I am using latest versions of Filebeat, Logstash and Elasticsearch on Ubuntu 18.04 machines
I have:
2 filebeat VM's, configured with 8 CPU cores and 16 GB Memory
3 logstash VM's with 24 CPU cores and 64 Gb Memory (31GB Heap)
3 Elasticsearch VM's with 16 CPU cores and 64 Gb Memory (31GB Heap)
filebeat.yml (same for both machines, they share a physical SSD on '/mnt/data', but each with their own allocated space and partitions)
filebeat.inputs:
- type: log
enabled: true
paths:
- /mnt/data/*.csv # This directory contains 502 CSV's, with a total of 780 million (780.000.000) lines and 4 columns (field_0;field_1;field_2;field_3) all of which are Integers. The directory never changes. it's historical data
tail_files: false
queue.mem:
events: 262144
flush.min_events: 32768
flush.timeout: 5s
output.logstash:
hosts:
- "ls-01-nathan"
- "ls-02-nathan"
- "ls-03-nathan"
bulk_max_size: 32768
loadbalance: true
pipelining: 8
worker: 40
http.enabled: true
monitoring.elasticsearch:
hosts: ["es-01-nathan", "es-02-nathan", "es-03-nathan"]
logstash.yml
(I removed all the comments and #-lines)
pipeline.id: ls-01-pipeline
pipeline.workers: 48
pipeline.batch.size: 131072
pipeline.batch.delay: 50
queue.type: memory
log.level: info
xpack.monitoring.enabled: true
xpack.monitoring.elasticsearch.hosts: ["http://es-01-nathan:9200", "http://es-02-nathan:9200", "http://es-03-nathan:9200"]
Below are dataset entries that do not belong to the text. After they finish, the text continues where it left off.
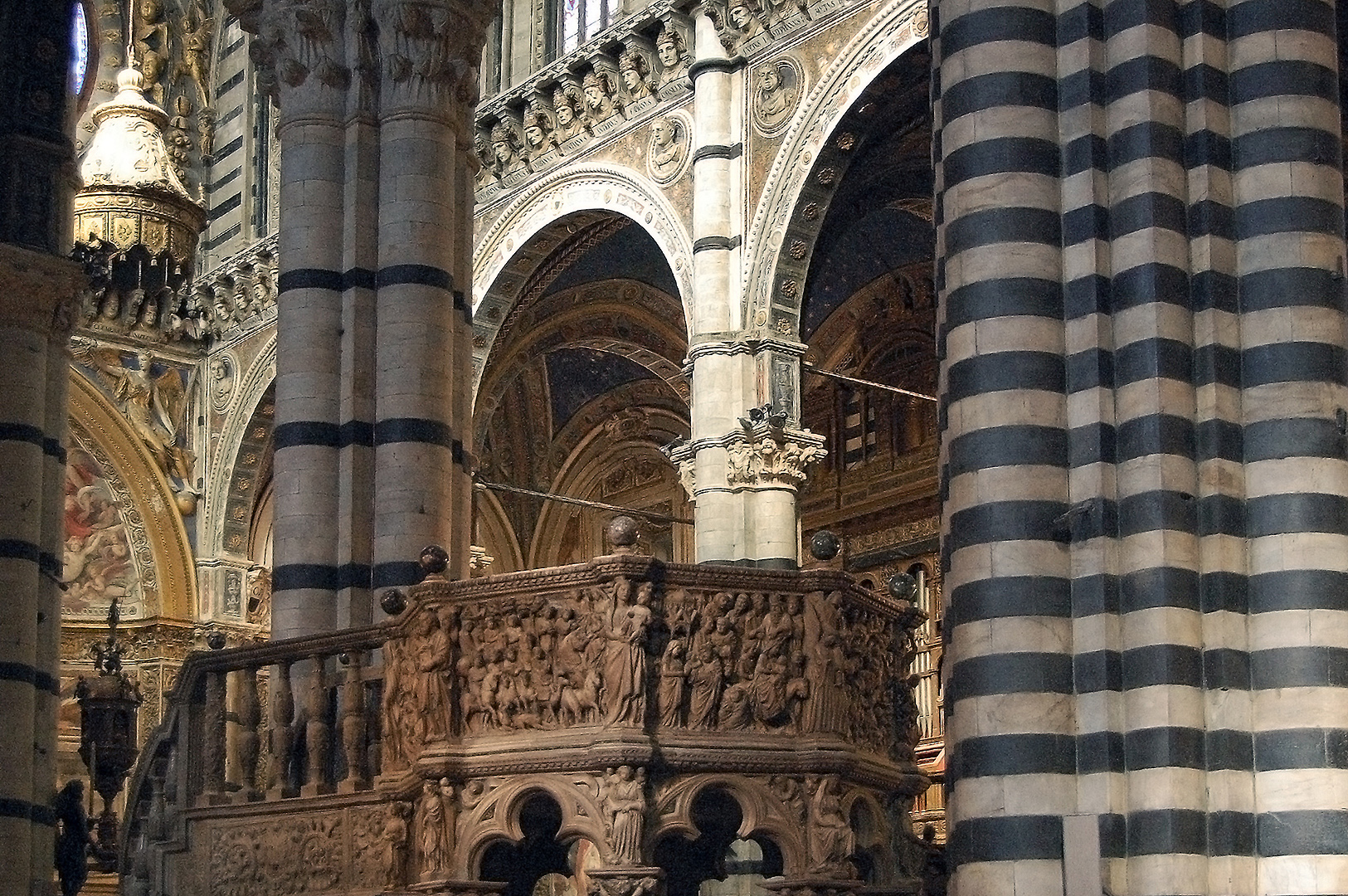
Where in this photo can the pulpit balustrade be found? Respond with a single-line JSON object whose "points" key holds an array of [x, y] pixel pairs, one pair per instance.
{"points": [[619, 691]]}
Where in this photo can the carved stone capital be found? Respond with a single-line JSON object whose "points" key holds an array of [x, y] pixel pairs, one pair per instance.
{"points": [[765, 455], [429, 51], [625, 881]]}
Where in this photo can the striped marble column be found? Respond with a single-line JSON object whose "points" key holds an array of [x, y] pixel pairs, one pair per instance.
{"points": [[309, 433], [1005, 446], [38, 300], [1164, 179], [1287, 166], [422, 373], [722, 383]]}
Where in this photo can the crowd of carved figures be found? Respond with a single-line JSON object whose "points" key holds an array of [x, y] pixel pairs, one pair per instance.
{"points": [[629, 654], [556, 116], [241, 290]]}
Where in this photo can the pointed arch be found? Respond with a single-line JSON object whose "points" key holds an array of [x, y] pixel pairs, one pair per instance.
{"points": [[584, 194], [898, 27]]}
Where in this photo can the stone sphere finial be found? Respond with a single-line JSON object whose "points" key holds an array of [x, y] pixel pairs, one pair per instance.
{"points": [[129, 79], [902, 587], [824, 544], [392, 601], [435, 559], [621, 533]]}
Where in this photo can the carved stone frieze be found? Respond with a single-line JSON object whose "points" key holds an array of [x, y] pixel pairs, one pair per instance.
{"points": [[625, 654], [280, 857]]}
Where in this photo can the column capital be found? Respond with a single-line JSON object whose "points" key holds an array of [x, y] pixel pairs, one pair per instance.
{"points": [[763, 453]]}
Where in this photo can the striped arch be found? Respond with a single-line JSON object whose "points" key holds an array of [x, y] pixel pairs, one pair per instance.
{"points": [[774, 280], [228, 479], [530, 229]]}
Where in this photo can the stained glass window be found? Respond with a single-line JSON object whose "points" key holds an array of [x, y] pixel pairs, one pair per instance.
{"points": [[80, 50], [582, 21]]}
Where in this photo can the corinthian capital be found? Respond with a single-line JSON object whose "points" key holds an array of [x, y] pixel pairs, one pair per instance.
{"points": [[767, 455], [298, 45], [431, 51]]}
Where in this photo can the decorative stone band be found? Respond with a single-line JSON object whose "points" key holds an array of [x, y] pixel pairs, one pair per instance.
{"points": [[34, 436], [362, 433], [367, 279], [724, 243], [718, 151], [14, 548], [726, 66]]}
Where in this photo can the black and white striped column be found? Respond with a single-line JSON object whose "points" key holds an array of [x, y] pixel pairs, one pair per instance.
{"points": [[1287, 164], [1141, 255], [424, 356], [38, 300], [1005, 449], [310, 430]]}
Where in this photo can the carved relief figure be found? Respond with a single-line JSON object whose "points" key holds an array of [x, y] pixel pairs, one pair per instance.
{"points": [[669, 47], [668, 147], [744, 19], [599, 97], [394, 841], [673, 684], [431, 686], [538, 129], [97, 563], [625, 663], [153, 46], [155, 405], [506, 150], [625, 813], [196, 53], [634, 69], [433, 833], [774, 95], [567, 105], [828, 829], [259, 596]]}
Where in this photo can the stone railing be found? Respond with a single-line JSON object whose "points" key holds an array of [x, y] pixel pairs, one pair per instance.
{"points": [[619, 689], [226, 742]]}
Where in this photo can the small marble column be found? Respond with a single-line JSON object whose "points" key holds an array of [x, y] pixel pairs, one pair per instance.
{"points": [[422, 337]]}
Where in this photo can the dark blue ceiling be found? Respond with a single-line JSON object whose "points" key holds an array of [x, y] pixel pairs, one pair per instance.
{"points": [[577, 376], [629, 254]]}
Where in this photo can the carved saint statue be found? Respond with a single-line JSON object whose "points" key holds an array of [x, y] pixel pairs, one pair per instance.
{"points": [[625, 809], [433, 835], [394, 838], [634, 69], [567, 104], [668, 147], [669, 47], [155, 405], [625, 658]]}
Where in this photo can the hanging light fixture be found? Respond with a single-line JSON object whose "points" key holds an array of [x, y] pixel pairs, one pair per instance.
{"points": [[108, 708]]}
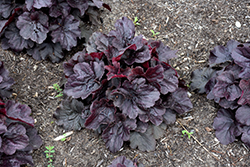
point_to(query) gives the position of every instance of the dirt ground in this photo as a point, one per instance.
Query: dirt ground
(193, 27)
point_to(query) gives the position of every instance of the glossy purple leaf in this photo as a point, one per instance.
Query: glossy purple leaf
(121, 162)
(133, 96)
(101, 113)
(221, 54)
(6, 7)
(20, 112)
(178, 101)
(227, 86)
(38, 4)
(115, 71)
(17, 159)
(66, 32)
(200, 77)
(245, 96)
(169, 116)
(246, 135)
(14, 139)
(14, 40)
(84, 80)
(58, 9)
(82, 5)
(33, 26)
(242, 115)
(5, 82)
(225, 126)
(52, 51)
(71, 114)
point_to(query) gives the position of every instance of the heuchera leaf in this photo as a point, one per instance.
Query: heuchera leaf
(221, 54)
(84, 80)
(6, 7)
(101, 113)
(5, 82)
(82, 5)
(17, 111)
(52, 51)
(14, 40)
(33, 26)
(121, 162)
(226, 86)
(178, 101)
(200, 78)
(245, 96)
(66, 32)
(225, 126)
(71, 114)
(133, 96)
(242, 115)
(14, 139)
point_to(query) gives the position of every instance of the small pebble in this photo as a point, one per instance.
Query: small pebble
(237, 23)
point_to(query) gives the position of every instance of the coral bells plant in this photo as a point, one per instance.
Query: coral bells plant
(226, 81)
(45, 28)
(124, 88)
(18, 136)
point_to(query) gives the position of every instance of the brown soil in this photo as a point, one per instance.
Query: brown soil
(193, 27)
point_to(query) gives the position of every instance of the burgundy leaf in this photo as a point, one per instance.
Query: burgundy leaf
(38, 4)
(14, 139)
(242, 115)
(245, 96)
(66, 32)
(101, 113)
(33, 26)
(20, 112)
(82, 5)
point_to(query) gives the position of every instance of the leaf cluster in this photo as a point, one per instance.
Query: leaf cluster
(18, 137)
(45, 28)
(227, 82)
(124, 88)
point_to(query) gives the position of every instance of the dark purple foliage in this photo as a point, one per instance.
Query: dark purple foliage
(18, 137)
(5, 82)
(229, 86)
(45, 28)
(133, 92)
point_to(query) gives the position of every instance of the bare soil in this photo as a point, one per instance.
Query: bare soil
(193, 27)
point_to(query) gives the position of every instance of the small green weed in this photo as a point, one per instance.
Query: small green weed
(58, 89)
(186, 132)
(154, 34)
(49, 155)
(136, 21)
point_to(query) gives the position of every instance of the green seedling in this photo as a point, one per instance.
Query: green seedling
(186, 132)
(136, 21)
(58, 89)
(63, 139)
(154, 34)
(49, 155)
xpack.monitoring.elasticsearch.sniffing: true
logstash-config.conf
input {
beats {
port => 5044
}
}
filter {
csv {
columns => ["field_0", "field_1", "field_2", "field_3"]
separator => ";"
}
mutate {
remove_field => [ "field_0", "message", "host", "@timestamp", "@version"]
split => { "[log][file][path]" => "/" }
split => { "[log][file][path][-1]" => "_" }
copy => { "[log][file][path][-1][0]" => "timestamp" }
convert => {
"field_1" => "integer"
"field_2" => "integer"
"field_3" => "integer"
}
}
date {
match => [ "timestamp", "yyyyMMddHHmm" ]
target => "timestamp"
}
mutate {
remove_field => [
"log",
"agent",
"tags",
"ecs",
"input"]
}
}
output {
elasticsearch {
hosts => ["es-01-nathan:9200", "es-02-nathan-4u:9200", "es-03-nathan-4u:9200"]
index => "index"
}
}
When I change the filebeat output to output.console and check the throughput (pv -Warl) I get around 85k/s. When I am sending the same output to Logstash, with the loadbalancing enabled. I get around 40k/s.
I have tried increasing the workers and bulk_size, but 40k/s is the max I can get. I need to get it higher.